A audiência foi pública e interativa, ou seja, cidadãos se manifestaram contra ou favoravelmente à venda da TAG. Os favoráveis à desestatização disseram, por exemplo, que a Petrobras não precisa ser a transportadora se o seu negócio é a extração e refino.

Já os que criticam a venda dizem que a Petrobras abre mão da soberania nacional e, ao mesmo tempo, passou a depender do transporte terceirizado, que pode se tornar mais caro.

A venda da TAG foi polêmica desde o início e foi alvo de várias disputas judiciais. Uma decisão de caráter liminar do ministro Ricardo Lewandowski estabeleceu a obrigatoriedade de o Congresso autorizar e haver licitação na alienação do controle acionário de empresas estatais e suas subsidiárias (Adin 5624/DF). Para rebater a decisão liminar na Adin, há um ano, a Petrobrás usou o artigo 64 da Lei de Política Energética (Lei 9.478/1997), segundo o qual a Petrobrás é autorizada a constituir subsidiárias, as quais poderão associar-se, majoritária ou minoritariamente, a outras empresas.

Na época, acórdão do TCU ratificou esse entendimento e, mais tarde, a AGU também deu parecer favorável à Petrobrás reconhecendo a autorização para constituir e alienar subsidiárias, e deu aval ao procedimento competitivo.

Mas, para a advogada e especialista em petróleo e gás Raquel de Oliveira Souza, a venda da TAG foi “um crime para a soberania do Brasil e contra o patrimônio constuído pelo povo brasileiro”.

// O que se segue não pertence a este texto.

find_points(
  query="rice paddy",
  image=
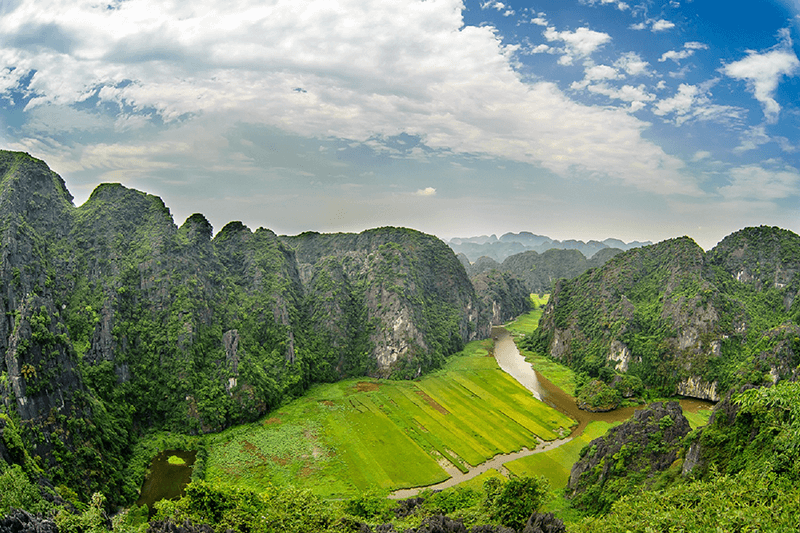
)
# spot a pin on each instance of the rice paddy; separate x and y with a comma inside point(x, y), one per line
point(361, 435)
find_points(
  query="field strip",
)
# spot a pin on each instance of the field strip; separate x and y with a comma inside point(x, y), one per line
point(494, 463)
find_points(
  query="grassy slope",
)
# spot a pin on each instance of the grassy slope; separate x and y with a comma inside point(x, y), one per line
point(358, 435)
point(561, 376)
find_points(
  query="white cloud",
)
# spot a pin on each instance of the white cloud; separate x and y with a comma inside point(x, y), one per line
point(675, 55)
point(762, 72)
point(692, 102)
point(632, 63)
point(688, 51)
point(421, 72)
point(661, 25)
point(594, 73)
point(499, 6)
point(752, 139)
point(654, 25)
point(786, 145)
point(753, 182)
point(581, 42)
point(622, 6)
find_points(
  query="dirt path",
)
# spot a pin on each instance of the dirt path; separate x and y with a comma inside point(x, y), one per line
point(514, 364)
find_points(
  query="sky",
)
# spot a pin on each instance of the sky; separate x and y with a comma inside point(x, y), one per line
point(575, 119)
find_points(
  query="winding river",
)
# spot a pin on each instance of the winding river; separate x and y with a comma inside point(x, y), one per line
point(513, 363)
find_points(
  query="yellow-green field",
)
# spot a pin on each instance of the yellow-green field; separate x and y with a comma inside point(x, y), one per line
point(556, 464)
point(700, 418)
point(561, 376)
point(527, 323)
point(358, 435)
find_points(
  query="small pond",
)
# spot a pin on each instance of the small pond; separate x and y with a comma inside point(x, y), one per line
point(166, 478)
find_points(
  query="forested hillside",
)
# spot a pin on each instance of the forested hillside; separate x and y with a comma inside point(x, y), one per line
point(539, 271)
point(682, 320)
point(116, 320)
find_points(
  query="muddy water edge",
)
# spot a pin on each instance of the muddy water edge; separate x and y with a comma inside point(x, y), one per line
point(511, 361)
point(166, 481)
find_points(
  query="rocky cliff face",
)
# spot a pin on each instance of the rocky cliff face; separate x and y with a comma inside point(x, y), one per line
point(114, 319)
point(679, 318)
point(636, 450)
point(502, 293)
point(395, 295)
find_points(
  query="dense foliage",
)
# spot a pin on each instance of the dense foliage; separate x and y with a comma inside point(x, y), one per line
point(682, 320)
point(116, 321)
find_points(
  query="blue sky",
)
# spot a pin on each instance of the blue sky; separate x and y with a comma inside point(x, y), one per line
point(578, 119)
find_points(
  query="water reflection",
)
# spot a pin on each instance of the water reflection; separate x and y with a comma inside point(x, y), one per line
point(512, 362)
point(166, 481)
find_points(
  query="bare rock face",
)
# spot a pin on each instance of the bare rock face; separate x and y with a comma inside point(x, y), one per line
point(680, 318)
point(695, 387)
point(397, 294)
point(113, 319)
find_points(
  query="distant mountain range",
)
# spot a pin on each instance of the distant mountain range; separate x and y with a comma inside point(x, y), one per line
point(514, 243)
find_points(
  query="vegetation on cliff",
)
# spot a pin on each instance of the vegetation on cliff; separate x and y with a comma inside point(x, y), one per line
point(115, 320)
point(682, 320)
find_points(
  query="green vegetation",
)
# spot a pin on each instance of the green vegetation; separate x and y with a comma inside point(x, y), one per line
point(359, 435)
point(529, 322)
point(555, 465)
point(744, 502)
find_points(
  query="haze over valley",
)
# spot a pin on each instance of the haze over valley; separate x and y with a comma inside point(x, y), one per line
point(452, 266)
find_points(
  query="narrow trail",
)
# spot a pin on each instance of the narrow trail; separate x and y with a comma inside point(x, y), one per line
point(513, 363)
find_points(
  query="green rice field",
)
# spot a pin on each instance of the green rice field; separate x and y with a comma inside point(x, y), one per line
point(361, 435)
point(556, 464)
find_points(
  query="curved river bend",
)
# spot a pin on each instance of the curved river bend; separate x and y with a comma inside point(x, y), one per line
point(513, 363)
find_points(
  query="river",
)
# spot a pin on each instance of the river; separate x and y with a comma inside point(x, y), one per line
point(513, 363)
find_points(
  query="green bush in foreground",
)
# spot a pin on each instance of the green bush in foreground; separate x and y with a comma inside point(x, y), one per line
point(745, 502)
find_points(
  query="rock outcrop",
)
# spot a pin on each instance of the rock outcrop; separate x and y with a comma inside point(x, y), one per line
point(642, 447)
point(682, 319)
point(114, 319)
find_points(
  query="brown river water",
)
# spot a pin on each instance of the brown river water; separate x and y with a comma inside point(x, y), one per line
point(514, 364)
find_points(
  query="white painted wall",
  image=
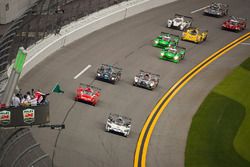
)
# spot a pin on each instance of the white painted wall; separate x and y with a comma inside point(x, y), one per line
point(85, 26)
point(11, 9)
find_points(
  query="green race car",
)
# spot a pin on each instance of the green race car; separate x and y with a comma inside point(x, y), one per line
point(165, 40)
point(173, 53)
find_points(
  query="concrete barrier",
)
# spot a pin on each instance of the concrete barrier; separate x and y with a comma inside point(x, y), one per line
point(85, 26)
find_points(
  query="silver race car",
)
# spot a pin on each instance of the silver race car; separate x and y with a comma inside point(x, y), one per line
point(108, 73)
point(146, 80)
point(217, 10)
point(119, 124)
point(180, 22)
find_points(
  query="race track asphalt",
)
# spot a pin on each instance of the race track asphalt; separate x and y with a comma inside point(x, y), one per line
point(127, 44)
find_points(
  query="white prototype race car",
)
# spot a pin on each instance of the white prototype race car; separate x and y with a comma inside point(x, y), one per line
point(180, 22)
point(119, 124)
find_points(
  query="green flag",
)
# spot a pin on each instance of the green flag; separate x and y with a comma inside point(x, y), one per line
point(57, 89)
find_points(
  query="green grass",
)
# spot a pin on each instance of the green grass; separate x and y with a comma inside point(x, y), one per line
point(220, 132)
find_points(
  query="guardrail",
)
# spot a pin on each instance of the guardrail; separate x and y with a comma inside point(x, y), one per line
point(85, 26)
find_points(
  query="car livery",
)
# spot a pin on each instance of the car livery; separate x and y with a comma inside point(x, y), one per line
point(166, 39)
point(119, 124)
point(146, 80)
point(217, 10)
point(87, 93)
point(174, 54)
point(194, 34)
point(180, 22)
point(235, 24)
point(108, 73)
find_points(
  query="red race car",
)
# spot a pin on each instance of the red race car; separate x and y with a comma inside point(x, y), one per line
point(87, 93)
point(235, 24)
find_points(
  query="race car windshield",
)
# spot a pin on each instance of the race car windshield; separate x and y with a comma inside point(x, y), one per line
point(234, 22)
point(86, 92)
point(214, 7)
point(178, 20)
point(172, 51)
point(165, 38)
point(119, 121)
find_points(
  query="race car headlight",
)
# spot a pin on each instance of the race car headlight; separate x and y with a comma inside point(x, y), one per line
point(176, 57)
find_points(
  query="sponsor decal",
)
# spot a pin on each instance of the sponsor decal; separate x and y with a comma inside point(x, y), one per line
point(29, 115)
point(5, 117)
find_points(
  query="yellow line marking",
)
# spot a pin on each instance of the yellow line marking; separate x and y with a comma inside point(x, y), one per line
point(201, 65)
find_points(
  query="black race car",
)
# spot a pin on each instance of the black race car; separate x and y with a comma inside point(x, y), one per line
point(217, 10)
point(146, 80)
point(108, 73)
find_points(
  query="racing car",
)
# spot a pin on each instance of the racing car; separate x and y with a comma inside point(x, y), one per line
point(108, 73)
point(180, 22)
point(119, 124)
point(235, 24)
point(166, 39)
point(146, 80)
point(87, 93)
point(194, 34)
point(217, 10)
point(174, 54)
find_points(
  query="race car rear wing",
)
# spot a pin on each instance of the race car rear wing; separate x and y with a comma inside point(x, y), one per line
point(187, 17)
point(90, 86)
point(171, 35)
point(144, 72)
point(114, 67)
point(127, 119)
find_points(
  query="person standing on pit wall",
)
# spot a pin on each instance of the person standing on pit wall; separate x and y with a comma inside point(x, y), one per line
point(16, 100)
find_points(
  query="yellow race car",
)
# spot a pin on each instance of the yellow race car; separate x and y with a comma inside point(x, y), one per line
point(194, 34)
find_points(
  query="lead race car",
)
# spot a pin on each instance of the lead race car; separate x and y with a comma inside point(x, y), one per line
point(119, 124)
point(88, 93)
point(180, 22)
point(235, 24)
point(109, 73)
point(174, 54)
point(146, 80)
point(194, 34)
point(166, 39)
point(217, 10)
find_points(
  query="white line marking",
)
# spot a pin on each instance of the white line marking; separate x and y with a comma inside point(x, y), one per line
point(246, 44)
point(199, 9)
point(80, 73)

— A TAG é uma malha de dutos imensa, nova, construída com o dinheiro público. Teve lucro líquido, em 2016, de R$ 7 bilhões, e foi vendida por R$ 33 bilhões, valor menor que o lucro líquido de cinco anos. É eficiente vender essa empresa? — questionou.

Raquel lembrou outra desestatização: a venda da Nova Transportadora Sudeste (NTS), segundo ela, por um preço que não chega a representar o lucro líquido de cinco anos. Juntas, a NTS, no Sudeste, e a TAG, no Norte e Nordeste, compõem a malha de distribuição de gás do país.

— Do ponto de vista da soberania nacional, agora a Petrobras, que produz todo o gás do país, está na mão de duas empresas privadas. Somos reféns da Engie e da Brookfield. Colocamos a política energética brasileira nas mãos delas — lamentou.

De acordo com a advogada, os relatórios trimestrais da Petrobras já apontam os prejuízos das vendas das subsidiárias, com aumento da despesa de transporte do gás nos dutos vendidos.

— Em 18 meses, a Petrobras já vai ter pago em aluguel dos dutos à Brookfield (nova dona da NTS), o que ela recebeu pela venda desses mesmos duto — afirmou.

Os senadores que se manifestaram na audiência se posicionaram contrários à venda da TAG. Jaques Wagner (PT-BA) disse que as alienações da Petrobras não contribuem para o desenvolvimento no Brasil e as comparou às privatizações do governo FHC.

— As formalidades podem ter sido cumpridas, mas não há objetivo nesse desinvestimento — declarou.

O senador Jean Paul Prates (PT-RN) também criticou a venda da TAG, dizendo que a Petrobras está “vendendo as botas e os pés”. Para ele, é criminoso vender ativos para fazer caixa num momento em que está endividada.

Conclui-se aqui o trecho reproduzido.